The editorial even mocked the name of the
newest high school in that it is not centrally located in the district. Granted, it is not a particularly imaginative name;
however, it is consistent with the other schools and eliminates the problem of having one named school and two others geographically
named. This avoids the possible class problem that could occur if it were the only named school.
Populations at all three high schools were
carefully assigned to represent a cross-section of the district. This was done to avoid having one school or another be labeled
as the rich kids school, but instead to mirror our diverse community. Our four middle schools are not feeder schools and,
therefore, students from each middle school attend all three high schools. This process allows students to have friends at
each high school, and it reduces rivalries so endemic to other district high school populations. The Dispatch article even
referred to the years when the North-South game had to be cancelled due to the seriousness of the rivalry. The North-South
game has been very successful for the last 16 years without any major incident, thanks in part, to the fact that we do not
have feeder middle schools. Ours is the only district in central Ohio that currently has its high schools play each other. This is something the entire Westerville community is proud
of and has reason to be, and when Westerville Central joins in the rivalry in a year or two, the same friendly competition
The Dispatch stated school leaders could
think of some positive ways to focus students and their parents attention on doing well in school, having fun in extracurricular
activities, representing their school well in and around Westerville things to be really proud ofrather than on who has cooler
clothes and a better car. The author of this statement apparently has not been in Westerville, or in its schools, lately to see that
this has always been the focus of the Westerville schools.
Each of our high schools takes great pride
in its internal community as well as the community of Westerville. Each one has its unique atmosphere, its unique traditions.
The primary focus at each high school is to provide a safe learning environment for our students. Our students excel
academically and athletically and spend countless hours in community service in and around Westerville.
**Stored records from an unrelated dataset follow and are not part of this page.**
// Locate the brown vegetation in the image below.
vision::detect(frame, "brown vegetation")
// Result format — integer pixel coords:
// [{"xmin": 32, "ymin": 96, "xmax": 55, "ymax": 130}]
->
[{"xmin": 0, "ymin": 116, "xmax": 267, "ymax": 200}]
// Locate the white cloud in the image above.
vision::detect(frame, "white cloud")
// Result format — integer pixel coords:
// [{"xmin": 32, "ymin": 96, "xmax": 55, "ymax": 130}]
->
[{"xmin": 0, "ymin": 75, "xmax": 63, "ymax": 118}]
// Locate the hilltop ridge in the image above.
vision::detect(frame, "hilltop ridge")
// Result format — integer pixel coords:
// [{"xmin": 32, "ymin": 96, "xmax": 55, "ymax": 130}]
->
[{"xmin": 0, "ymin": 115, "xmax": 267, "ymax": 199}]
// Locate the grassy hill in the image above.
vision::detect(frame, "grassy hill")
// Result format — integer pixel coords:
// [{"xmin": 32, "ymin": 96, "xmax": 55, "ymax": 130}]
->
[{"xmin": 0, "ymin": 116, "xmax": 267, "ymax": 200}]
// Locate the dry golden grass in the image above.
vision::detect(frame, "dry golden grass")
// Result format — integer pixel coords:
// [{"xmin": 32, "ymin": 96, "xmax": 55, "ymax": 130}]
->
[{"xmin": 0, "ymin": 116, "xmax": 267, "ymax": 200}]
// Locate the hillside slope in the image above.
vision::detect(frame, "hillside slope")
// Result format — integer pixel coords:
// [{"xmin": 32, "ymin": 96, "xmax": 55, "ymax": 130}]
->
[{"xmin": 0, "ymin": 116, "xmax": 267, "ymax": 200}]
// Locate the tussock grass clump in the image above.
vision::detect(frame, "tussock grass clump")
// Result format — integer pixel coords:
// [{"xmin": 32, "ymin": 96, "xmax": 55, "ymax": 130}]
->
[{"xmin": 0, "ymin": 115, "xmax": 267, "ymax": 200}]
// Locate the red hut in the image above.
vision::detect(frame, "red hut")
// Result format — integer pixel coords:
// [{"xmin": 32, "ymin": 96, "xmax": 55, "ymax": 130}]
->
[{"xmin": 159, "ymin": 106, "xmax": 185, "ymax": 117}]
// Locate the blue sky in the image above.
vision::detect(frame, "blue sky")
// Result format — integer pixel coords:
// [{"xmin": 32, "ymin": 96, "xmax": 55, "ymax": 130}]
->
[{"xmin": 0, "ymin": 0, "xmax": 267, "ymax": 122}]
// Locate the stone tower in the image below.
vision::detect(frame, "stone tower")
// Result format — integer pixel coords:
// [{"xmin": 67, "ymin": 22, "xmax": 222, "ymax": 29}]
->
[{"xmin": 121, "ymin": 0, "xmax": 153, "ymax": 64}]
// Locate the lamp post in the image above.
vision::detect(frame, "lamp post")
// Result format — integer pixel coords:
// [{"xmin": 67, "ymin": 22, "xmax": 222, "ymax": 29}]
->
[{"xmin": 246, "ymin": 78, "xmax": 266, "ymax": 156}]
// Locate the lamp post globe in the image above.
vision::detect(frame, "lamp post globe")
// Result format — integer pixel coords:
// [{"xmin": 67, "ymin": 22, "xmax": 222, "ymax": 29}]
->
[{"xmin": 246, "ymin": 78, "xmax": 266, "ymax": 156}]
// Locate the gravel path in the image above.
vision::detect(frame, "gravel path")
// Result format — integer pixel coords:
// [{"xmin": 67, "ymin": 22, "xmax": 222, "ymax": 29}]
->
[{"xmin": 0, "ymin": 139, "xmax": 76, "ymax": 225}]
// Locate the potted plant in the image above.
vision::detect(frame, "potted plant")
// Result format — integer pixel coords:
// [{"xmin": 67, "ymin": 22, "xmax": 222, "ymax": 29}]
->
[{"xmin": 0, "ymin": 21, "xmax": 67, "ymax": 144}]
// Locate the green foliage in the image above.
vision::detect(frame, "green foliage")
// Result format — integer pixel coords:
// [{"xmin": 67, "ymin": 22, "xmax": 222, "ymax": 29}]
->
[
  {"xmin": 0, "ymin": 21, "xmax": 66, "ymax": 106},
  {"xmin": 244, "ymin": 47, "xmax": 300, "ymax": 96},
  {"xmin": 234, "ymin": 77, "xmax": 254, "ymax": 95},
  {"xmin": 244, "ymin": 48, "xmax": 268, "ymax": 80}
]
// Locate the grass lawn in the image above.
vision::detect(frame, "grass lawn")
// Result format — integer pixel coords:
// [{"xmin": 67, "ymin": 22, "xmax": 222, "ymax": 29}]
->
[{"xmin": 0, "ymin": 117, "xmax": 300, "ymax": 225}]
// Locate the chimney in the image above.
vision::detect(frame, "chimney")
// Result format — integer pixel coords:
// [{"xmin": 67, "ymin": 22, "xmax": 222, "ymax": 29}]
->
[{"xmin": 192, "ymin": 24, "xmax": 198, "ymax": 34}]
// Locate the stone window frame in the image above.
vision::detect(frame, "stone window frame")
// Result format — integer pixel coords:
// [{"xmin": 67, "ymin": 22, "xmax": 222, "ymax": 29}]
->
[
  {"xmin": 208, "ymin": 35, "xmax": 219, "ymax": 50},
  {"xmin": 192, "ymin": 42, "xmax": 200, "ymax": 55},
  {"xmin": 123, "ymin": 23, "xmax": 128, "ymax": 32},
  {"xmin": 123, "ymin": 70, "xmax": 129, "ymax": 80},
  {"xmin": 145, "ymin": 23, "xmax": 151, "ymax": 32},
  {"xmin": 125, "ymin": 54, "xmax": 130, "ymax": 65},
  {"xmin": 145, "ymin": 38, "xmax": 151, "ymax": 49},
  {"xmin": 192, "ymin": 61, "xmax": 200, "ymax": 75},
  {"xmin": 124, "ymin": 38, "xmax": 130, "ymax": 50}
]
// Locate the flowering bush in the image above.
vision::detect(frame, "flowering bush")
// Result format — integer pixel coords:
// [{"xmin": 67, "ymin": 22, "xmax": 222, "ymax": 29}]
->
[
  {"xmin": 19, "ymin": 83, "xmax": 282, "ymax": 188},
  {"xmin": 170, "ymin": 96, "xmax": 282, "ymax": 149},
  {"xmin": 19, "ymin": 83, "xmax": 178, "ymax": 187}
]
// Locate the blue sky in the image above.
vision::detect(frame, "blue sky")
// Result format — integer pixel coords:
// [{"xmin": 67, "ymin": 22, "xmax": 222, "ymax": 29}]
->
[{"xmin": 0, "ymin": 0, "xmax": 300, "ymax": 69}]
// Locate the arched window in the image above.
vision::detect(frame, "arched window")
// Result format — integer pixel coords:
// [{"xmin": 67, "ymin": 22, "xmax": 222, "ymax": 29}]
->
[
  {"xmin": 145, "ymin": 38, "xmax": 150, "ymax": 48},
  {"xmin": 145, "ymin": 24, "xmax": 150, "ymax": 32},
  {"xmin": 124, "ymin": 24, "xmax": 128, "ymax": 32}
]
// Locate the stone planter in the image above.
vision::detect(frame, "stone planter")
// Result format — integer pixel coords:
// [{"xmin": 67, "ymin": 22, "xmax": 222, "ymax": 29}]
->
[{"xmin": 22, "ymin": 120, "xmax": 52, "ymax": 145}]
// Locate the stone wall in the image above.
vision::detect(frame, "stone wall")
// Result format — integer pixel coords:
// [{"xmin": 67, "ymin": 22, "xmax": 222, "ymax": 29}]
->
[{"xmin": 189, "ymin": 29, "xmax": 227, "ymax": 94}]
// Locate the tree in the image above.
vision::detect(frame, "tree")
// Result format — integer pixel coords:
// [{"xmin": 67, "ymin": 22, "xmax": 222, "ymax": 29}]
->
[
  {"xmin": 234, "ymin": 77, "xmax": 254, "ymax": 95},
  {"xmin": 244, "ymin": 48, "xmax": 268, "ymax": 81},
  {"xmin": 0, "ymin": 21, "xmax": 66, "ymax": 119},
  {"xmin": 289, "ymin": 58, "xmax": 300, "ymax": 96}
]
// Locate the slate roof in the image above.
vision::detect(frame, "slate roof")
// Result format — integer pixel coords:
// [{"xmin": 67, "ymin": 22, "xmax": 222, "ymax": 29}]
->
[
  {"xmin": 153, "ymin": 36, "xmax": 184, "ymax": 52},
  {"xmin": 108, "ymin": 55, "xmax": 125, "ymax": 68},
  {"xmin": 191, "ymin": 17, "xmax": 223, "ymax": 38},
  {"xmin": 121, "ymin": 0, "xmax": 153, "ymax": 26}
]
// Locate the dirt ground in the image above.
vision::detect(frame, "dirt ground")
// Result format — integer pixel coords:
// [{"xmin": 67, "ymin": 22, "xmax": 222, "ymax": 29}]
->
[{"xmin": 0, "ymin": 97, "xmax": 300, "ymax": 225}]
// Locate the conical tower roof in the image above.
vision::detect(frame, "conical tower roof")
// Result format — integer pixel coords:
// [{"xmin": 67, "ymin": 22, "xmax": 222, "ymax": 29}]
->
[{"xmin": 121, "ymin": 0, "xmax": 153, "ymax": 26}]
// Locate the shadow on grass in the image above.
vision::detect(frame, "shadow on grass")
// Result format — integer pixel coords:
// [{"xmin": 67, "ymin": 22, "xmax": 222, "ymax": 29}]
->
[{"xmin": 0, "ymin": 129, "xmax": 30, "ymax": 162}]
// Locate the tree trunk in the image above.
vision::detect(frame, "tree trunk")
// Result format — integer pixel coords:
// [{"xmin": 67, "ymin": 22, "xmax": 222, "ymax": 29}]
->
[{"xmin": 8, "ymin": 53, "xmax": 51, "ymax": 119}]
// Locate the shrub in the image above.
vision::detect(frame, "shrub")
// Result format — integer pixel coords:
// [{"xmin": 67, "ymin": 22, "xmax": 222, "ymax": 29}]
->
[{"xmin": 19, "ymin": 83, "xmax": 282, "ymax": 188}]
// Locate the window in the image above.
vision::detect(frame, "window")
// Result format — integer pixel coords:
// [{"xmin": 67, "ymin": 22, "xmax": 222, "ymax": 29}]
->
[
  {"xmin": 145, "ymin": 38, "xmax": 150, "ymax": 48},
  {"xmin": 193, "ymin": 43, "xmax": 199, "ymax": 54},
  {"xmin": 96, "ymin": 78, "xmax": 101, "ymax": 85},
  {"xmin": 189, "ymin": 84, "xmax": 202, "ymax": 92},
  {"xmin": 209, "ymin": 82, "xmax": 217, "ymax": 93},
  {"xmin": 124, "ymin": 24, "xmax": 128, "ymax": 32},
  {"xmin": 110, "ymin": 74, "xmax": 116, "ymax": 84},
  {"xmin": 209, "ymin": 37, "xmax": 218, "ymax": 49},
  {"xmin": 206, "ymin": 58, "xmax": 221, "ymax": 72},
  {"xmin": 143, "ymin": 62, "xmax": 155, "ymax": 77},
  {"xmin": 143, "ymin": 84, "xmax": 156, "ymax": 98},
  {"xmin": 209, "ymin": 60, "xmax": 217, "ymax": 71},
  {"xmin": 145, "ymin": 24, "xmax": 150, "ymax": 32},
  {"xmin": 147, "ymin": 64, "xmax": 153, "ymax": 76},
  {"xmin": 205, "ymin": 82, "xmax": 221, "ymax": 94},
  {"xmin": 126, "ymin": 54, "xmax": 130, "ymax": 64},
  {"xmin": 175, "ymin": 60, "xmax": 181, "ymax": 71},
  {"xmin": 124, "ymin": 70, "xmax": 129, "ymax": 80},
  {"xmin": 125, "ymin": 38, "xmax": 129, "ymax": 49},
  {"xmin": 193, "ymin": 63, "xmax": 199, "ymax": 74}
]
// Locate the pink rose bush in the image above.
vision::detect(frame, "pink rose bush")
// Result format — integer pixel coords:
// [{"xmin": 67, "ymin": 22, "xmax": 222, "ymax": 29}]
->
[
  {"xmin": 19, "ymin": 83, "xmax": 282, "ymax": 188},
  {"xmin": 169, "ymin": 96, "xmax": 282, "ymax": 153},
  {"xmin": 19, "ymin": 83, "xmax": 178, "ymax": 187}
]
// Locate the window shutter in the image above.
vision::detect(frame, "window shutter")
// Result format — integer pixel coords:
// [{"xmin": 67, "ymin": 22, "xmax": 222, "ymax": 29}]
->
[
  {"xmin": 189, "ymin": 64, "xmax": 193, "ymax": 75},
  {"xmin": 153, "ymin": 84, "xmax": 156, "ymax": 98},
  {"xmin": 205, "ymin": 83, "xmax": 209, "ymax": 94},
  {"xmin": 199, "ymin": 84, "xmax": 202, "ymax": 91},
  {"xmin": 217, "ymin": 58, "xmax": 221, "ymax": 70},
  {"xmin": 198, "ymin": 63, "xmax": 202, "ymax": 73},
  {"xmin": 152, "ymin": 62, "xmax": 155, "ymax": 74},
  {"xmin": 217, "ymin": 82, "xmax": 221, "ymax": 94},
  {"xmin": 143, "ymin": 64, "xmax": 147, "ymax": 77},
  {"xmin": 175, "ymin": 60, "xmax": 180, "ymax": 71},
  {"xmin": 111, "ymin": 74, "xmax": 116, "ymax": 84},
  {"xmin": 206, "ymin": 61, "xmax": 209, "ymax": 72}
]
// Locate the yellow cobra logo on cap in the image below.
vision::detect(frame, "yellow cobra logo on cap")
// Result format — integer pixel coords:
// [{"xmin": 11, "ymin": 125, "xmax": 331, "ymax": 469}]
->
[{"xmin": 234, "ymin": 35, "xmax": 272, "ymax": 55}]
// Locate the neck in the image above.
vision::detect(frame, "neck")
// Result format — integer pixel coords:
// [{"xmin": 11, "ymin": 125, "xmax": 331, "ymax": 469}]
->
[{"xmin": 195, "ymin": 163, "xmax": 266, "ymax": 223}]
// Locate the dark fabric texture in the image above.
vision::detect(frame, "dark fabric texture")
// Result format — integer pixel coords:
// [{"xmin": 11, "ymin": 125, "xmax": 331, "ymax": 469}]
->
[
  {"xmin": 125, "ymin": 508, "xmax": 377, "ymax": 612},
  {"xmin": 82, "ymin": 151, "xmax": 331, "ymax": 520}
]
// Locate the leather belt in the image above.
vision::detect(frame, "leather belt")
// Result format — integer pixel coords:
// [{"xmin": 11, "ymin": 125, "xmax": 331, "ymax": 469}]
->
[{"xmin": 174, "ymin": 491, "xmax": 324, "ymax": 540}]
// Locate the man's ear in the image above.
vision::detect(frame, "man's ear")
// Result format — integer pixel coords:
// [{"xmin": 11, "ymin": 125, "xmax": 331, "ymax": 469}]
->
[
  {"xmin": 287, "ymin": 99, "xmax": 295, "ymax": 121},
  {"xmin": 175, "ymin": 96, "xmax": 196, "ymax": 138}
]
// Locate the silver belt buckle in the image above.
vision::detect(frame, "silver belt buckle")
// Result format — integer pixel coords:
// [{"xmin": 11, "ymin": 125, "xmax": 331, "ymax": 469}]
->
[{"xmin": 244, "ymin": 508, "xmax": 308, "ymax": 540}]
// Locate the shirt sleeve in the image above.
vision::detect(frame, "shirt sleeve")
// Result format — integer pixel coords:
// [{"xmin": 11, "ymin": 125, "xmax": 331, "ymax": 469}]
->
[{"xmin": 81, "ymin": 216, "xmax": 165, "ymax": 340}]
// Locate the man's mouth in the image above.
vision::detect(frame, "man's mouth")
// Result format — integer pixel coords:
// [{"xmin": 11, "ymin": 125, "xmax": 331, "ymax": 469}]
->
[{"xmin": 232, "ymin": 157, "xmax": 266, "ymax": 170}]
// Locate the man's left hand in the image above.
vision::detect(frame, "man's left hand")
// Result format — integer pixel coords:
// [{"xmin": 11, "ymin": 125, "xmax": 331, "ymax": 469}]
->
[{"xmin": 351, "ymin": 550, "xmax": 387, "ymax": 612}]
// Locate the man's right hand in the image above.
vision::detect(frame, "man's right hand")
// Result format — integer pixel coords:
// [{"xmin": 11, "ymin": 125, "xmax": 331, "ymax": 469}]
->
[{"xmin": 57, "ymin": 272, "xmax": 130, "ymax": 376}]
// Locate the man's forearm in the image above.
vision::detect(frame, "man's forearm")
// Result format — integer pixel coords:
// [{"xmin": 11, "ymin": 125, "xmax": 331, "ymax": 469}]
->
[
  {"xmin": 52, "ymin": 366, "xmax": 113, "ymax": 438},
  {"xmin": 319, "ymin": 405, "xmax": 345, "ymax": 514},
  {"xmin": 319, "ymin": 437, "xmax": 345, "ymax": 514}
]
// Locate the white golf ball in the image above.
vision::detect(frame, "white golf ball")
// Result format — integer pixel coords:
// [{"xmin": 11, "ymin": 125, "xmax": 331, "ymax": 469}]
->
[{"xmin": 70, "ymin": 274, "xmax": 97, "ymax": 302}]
I urge the editorial
staff at the Dispatch to visit each of our high schools and see for themselves the quality learning taking place in Westerville.
It is inflammatory and inaccurate editorializing
that causes rifts in communities. Letters to the editor by uninformed residents who purport to live in Westerville for 27
years, yet are so unaware of how the school district was formed or how it is operated, cause such misinformation to be blatantly
spread throughout the community. The Dispatch has a responsibility to its readers to fully research the information available
and present it responsibly to the public, setting an example to the letter-writing public. This editorial and Letter to the
Editor clearly misrepresent Westerville and all it stands for.